KNOXVILLE — A University of Tennessee-sponsored project has won international recognition for helping people confined to their home use the Internet.
Project CHIPS (Computers for Homebound and Isolated Persons) won the Equal Access category of the Stockholm Challenge 2000 Award June 6 in Sweden.
CHIPS is a program of the Knoxville Oak Ridge Regional Network (KORRnet), a regional computer network based at UT.
Natalie Bradley, project director for CHIPS, said the program has provided computers, Internet connections, email and other services to 45 homebound residents in 16 East Tennessee counties. Most are disabled, sick, elderly or caregivers, she said.
Bradley said special computers, software and training are given to those who are disabled and unable to operate standard computers. The program increases their community ties and decreases their sense of isolation, she said.

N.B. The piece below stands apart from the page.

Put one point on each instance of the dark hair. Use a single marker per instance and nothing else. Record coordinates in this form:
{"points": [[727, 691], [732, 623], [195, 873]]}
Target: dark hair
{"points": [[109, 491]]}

“For ill, disabled or full-time caregivers who cannot leave home, the rest of the world can seem far away,” Bradley said. “This project is making a real difference.”

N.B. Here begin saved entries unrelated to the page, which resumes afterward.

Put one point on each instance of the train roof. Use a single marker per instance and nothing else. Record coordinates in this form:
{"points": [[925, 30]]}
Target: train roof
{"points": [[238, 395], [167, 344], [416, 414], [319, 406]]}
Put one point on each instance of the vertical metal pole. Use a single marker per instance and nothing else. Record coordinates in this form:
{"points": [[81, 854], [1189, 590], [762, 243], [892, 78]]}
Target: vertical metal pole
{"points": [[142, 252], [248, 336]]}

Greg Cole, director of UT’s Center for International Network Initiatives and a contributor to CHIPS, said the program is being copied in other parts of the world.
“We are working on projects based on the CHIPS idea, and we are introducing them to Russian communities,” Cole said. “As a result of this award, more communities outside of this country will be aware of this idea and will make it work in their own communities.”
The Stockholm Challenge Award, a non-profit initiative of the city of Stockholm and the European Commission, showcases and recognizes innovative uses of information technology to help society.
KORRnet is housed in UT’s Office of Academic and Research Services and is supported by UT Network Services. The cities of Knoxville and Oak Ridge, Knox County and the Knoxville News-Sentinel are sponsors of the nonprofit computer network.